Non-traditional Haggadah with nice illustrations. Accompanied by contemporary passages dealing with the bitter fate of the Jewish people in Nazi-occupied Europe, and the attempts to immigrate to Eretz Israel. Kibbutz Na'an, 1941.
The Haggadah begins with spring songs and excerpts from the traditional Haggadah, followed by original excerpts - "מנגינה לי" by Tchernichovsky, "ביום הזה" by Yosef Haim Brenner, "יצאנו לשנות את פני העולם" by Beilinson. Then comes the long passage written especially for this Haggadah: Titled "On this night" - in which the author of the Haggadah describes at length the establishment of Kibbutz Na'an ten years earlier in 1931: "Only a few of us came to this place, forty-three souls...". The writer describes the difficulties for the first founders who faced dry soil in order to make it flourish.
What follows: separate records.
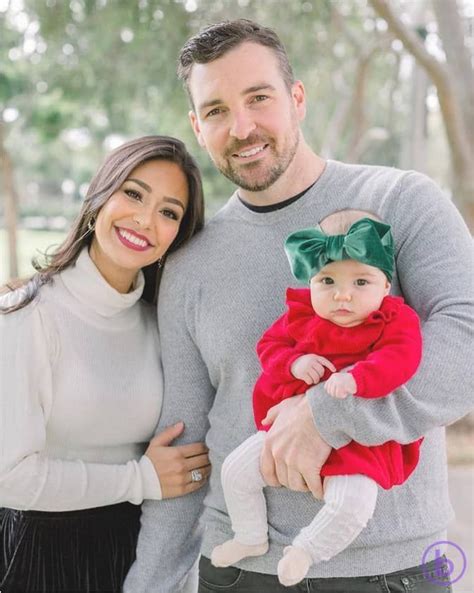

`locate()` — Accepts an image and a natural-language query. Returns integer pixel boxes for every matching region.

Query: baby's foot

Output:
[278,546,313,587]
[211,539,268,568]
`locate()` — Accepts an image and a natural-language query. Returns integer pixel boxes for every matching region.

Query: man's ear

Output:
[291,80,306,121]
[188,109,206,148]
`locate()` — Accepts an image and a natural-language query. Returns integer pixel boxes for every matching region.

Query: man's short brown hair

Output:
[178,19,295,102]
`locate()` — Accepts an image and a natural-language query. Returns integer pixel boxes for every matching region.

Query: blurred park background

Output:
[0,0,474,593]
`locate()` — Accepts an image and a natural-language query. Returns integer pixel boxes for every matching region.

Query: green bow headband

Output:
[285,218,395,284]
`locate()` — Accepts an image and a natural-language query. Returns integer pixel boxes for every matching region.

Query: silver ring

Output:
[191,469,202,482]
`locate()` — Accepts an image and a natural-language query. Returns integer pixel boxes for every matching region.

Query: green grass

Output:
[0,229,65,284]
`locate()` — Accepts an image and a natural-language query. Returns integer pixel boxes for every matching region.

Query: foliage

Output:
[0,0,472,222]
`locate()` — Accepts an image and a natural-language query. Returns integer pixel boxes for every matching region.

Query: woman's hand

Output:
[145,422,211,498]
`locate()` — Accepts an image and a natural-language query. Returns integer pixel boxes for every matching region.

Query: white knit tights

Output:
[221,432,377,563]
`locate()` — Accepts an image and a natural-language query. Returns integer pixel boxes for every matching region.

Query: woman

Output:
[0,136,210,593]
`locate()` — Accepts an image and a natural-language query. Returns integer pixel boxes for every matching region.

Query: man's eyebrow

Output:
[198,82,275,111]
[126,177,151,193]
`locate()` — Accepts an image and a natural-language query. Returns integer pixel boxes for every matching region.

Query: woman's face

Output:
[90,160,189,293]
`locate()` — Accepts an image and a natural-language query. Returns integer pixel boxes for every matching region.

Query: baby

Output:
[211,210,422,586]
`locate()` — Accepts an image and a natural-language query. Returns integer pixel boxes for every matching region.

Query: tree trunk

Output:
[0,121,18,279]
[369,0,474,228]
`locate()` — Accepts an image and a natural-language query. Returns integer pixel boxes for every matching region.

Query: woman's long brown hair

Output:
[0,136,204,313]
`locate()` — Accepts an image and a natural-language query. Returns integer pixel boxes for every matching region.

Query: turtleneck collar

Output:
[60,247,145,317]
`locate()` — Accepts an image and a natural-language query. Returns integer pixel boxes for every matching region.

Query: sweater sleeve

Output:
[124,260,218,593]
[309,173,474,448]
[0,297,161,511]
[349,305,422,398]
[257,313,302,381]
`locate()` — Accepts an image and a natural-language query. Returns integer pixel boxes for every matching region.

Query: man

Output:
[125,20,474,593]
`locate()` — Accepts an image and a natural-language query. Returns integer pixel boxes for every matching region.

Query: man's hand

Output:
[260,395,331,499]
[324,373,357,399]
[290,354,336,385]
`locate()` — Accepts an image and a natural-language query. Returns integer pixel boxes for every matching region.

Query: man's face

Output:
[189,42,305,192]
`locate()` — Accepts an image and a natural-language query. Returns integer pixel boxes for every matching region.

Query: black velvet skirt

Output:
[0,502,141,593]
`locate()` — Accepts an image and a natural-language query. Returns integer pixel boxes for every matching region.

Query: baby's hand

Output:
[324,373,357,399]
[291,354,336,385]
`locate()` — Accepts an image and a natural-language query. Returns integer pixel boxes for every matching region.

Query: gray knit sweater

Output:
[125,161,474,593]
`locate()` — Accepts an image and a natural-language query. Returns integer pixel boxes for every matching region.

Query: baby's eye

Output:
[125,189,142,201]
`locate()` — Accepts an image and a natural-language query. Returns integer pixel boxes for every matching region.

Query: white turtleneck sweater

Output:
[0,249,163,511]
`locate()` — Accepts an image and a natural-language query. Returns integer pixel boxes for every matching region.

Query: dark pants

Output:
[0,502,141,593]
[199,556,452,593]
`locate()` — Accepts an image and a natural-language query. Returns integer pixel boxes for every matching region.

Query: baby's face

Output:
[310,259,390,327]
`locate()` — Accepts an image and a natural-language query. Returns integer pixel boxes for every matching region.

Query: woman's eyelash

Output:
[125,189,142,200]
[162,209,178,220]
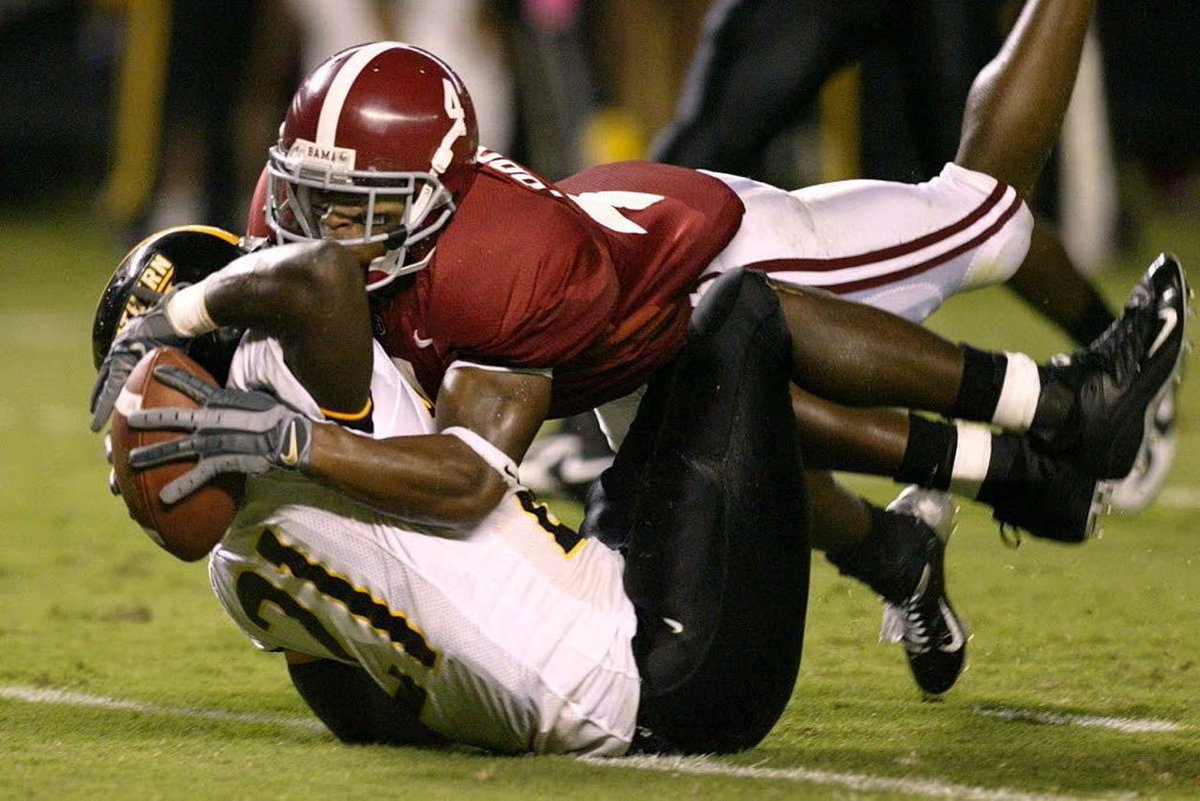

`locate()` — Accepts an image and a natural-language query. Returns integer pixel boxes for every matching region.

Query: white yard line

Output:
[0,687,1124,801]
[0,687,325,731]
[582,757,1104,801]
[1156,484,1200,508]
[974,706,1188,734]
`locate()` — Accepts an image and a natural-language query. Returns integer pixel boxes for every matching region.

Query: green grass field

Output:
[0,208,1200,801]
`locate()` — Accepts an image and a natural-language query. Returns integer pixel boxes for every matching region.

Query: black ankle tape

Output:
[946,345,1008,423]
[894,414,959,489]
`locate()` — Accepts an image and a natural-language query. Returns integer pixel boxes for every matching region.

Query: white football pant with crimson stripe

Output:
[706,164,1033,323]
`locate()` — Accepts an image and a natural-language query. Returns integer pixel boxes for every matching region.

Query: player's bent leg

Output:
[613,267,809,753]
[954,0,1092,197]
[288,655,443,746]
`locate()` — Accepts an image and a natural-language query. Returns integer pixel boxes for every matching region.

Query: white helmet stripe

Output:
[317,42,401,147]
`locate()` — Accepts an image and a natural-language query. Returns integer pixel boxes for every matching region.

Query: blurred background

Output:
[0,0,1200,256]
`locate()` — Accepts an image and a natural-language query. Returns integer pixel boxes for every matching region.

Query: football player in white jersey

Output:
[97,219,1188,754]
[92,0,1182,693]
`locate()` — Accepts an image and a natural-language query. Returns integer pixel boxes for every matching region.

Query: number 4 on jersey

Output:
[568,191,662,234]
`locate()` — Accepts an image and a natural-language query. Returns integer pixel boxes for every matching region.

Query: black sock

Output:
[946,345,1008,423]
[826,504,929,603]
[976,434,1036,504]
[893,414,959,489]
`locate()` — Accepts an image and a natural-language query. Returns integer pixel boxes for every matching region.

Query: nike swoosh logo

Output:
[1146,306,1180,359]
[280,422,300,468]
[558,454,612,484]
[937,598,966,654]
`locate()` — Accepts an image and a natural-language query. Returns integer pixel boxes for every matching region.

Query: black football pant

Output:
[584,272,810,753]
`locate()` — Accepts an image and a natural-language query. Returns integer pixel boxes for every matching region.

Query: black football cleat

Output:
[1030,254,1190,480]
[880,487,967,695]
[988,457,1112,543]
[1112,385,1180,514]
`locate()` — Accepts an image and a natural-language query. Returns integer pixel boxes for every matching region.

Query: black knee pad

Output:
[689,270,791,362]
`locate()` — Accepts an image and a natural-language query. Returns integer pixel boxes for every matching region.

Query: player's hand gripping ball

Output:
[109,348,246,561]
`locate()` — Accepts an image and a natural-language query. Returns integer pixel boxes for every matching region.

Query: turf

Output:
[0,208,1200,800]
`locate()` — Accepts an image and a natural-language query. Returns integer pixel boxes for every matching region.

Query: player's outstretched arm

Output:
[954,0,1093,195]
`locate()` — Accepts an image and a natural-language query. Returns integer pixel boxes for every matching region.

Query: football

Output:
[109,348,246,561]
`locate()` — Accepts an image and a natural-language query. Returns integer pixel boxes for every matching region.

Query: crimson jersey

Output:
[250,150,743,417]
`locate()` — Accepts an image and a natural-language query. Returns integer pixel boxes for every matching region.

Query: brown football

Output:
[112,348,246,561]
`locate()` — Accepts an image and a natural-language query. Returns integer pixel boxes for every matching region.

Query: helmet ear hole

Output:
[266,42,479,284]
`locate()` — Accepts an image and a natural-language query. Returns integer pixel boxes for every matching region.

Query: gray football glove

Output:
[90,284,190,432]
[130,366,312,504]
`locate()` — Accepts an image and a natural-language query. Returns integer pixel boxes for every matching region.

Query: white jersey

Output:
[209,339,640,755]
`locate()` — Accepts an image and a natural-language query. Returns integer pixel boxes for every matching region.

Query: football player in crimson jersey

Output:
[87,0,1182,692]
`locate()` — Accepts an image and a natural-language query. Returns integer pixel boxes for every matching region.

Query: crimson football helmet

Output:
[266,42,479,290]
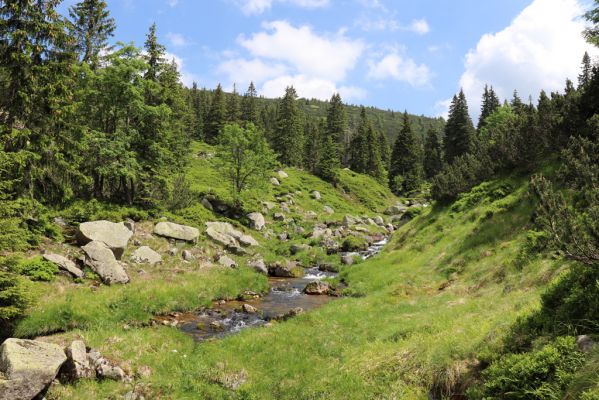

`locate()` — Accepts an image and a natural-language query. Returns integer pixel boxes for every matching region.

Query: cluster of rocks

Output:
[0,339,132,400]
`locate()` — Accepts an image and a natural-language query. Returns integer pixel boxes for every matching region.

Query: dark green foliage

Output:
[326,93,349,160]
[69,0,116,69]
[350,108,386,182]
[341,236,368,252]
[431,154,492,203]
[584,0,599,46]
[443,90,474,164]
[272,86,304,167]
[468,337,584,400]
[218,123,276,197]
[316,136,339,183]
[205,83,227,143]
[241,82,258,126]
[477,85,501,132]
[389,112,423,194]
[423,129,443,179]
[0,270,31,328]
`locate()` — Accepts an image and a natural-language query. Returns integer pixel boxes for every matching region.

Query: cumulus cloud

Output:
[217,21,365,99]
[164,52,198,86]
[166,32,187,47]
[368,51,432,87]
[460,0,596,117]
[238,0,329,15]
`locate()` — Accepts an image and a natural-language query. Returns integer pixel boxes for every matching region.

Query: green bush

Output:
[468,337,584,400]
[0,257,58,282]
[0,271,32,339]
[341,236,368,251]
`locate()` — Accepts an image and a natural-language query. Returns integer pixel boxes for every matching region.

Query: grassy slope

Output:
[39,175,596,399]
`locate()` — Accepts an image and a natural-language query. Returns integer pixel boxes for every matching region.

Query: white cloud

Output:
[239,21,364,81]
[216,21,366,99]
[217,58,288,84]
[238,0,329,15]
[164,52,199,86]
[368,51,432,87]
[166,32,188,47]
[460,0,596,117]
[408,18,431,35]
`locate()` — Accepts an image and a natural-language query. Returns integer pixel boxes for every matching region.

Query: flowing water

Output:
[178,239,387,340]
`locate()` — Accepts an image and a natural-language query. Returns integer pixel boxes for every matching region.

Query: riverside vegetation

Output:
[0,0,599,400]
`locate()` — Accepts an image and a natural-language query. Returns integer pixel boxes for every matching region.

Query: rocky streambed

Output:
[176,238,388,341]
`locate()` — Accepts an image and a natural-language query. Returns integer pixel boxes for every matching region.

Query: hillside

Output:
[7,161,599,399]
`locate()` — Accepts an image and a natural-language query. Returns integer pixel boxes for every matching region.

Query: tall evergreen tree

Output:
[69,0,116,69]
[205,83,227,143]
[272,86,304,167]
[144,23,166,81]
[227,84,241,124]
[389,111,422,194]
[423,128,443,179]
[443,90,474,164]
[578,51,593,88]
[241,82,259,125]
[476,85,501,133]
[327,93,349,160]
[350,107,385,182]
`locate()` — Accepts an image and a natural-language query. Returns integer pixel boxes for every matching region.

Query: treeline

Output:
[431,53,599,202]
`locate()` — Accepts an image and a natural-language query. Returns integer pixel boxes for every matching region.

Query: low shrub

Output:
[468,337,584,400]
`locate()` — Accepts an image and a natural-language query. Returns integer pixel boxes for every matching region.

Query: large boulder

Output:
[385,204,408,215]
[61,340,96,382]
[82,241,129,285]
[0,339,67,400]
[248,212,266,231]
[154,221,200,242]
[268,261,303,278]
[43,253,83,278]
[131,246,162,265]
[206,222,259,248]
[77,220,133,260]
[304,281,331,295]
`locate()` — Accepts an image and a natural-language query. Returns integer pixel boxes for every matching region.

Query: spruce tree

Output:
[443,90,474,164]
[241,82,259,124]
[327,93,349,160]
[272,86,304,167]
[350,107,386,182]
[69,0,116,69]
[205,83,227,143]
[144,23,166,81]
[476,85,501,133]
[389,111,422,194]
[227,84,241,124]
[423,128,443,179]
[578,51,593,88]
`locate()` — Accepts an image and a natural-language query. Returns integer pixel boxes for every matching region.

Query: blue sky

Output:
[62,0,590,116]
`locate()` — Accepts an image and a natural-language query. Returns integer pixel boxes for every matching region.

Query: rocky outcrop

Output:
[218,255,237,268]
[43,253,83,278]
[77,220,133,260]
[0,339,67,400]
[248,212,266,231]
[82,241,129,285]
[131,246,162,265]
[206,222,259,249]
[268,261,303,278]
[61,340,96,382]
[304,281,331,295]
[247,258,268,275]
[154,222,200,242]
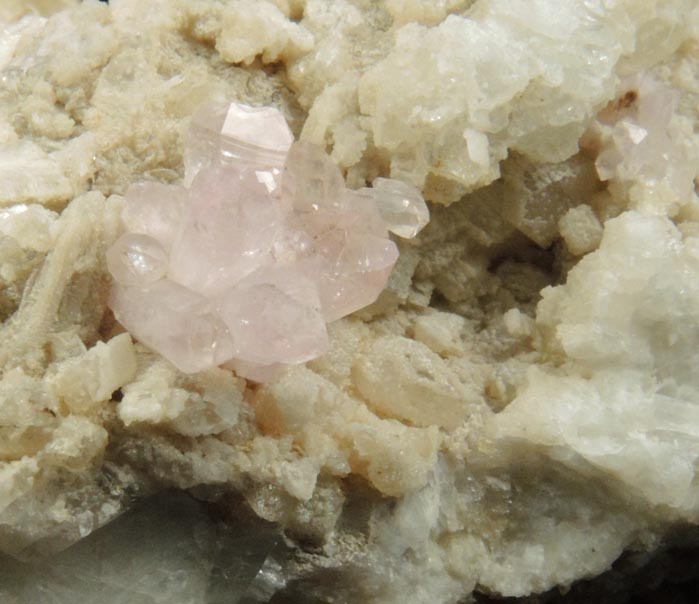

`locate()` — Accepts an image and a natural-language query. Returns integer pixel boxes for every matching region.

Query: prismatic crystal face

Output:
[107,103,429,381]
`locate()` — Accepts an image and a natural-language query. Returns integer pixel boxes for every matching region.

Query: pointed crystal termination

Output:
[107,103,429,381]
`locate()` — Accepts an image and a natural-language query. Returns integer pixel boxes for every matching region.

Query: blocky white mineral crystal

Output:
[107,103,429,380]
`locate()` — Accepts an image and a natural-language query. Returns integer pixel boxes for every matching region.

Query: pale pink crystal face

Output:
[107,104,429,381]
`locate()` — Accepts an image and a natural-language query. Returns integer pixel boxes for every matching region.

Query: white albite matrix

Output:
[107,103,429,381]
[0,0,699,604]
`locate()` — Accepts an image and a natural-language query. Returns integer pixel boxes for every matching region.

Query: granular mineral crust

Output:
[0,0,699,604]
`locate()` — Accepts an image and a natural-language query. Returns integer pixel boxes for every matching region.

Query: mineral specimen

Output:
[0,0,699,604]
[107,103,429,379]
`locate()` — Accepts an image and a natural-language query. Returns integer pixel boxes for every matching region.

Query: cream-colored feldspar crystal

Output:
[0,0,699,604]
[107,103,429,380]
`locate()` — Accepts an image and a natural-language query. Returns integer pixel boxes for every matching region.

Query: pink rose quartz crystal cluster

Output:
[107,103,429,381]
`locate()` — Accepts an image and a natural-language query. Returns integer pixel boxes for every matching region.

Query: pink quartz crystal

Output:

He goes on to describe the terrible events of the Holocaust of European Jewry as they were known in Eretz Israel that year: "And this year too will be a year of great grief which our people have not known for hundreds of years... The forces of evil and malice are rampant in the world... The storm of annihilation sweeps exiles from Israel, who to sword and who to akada and who to slavery and disgrace... and we will hear the cry of our persecuted people among the gentiles, here it rises from the flames of war, from Poland, from Romania, from Bulgaria, from Hungary and Ashkenaz...". He also details the difficulties faced by the immigrants knocking on the doors of the land, trying to make Aliyah from all corners of the diaspora, while calling the British "Nation of tyrannical people": "And our people continue to strive during the war days, in both land and sea, to reach the shore of the land... and they are preceded by the people who are angry and outraged, and thousands of them still remain imprisoned in internment camps here and in distant islands, celebrating the holiday of freedom within the barbed wire fences ...", and expresses the fear of the unknown and the difficulties yet to come. Towards the end of the passage, the writer expresses hope as: "The working man will rise up and shake off again, light the torches of vision, and eradicate evil... because our home will be built strong...".
Later on is a section "To the shores of Eretz Israel waves are rowing " dealing with immigrants trying to reach Eretz Israel, "ברכי נפשי" and "הנה ימים באים".
20 p. 28 cm. Minor tears at the edges of the cover. Good Condition. Former library copy.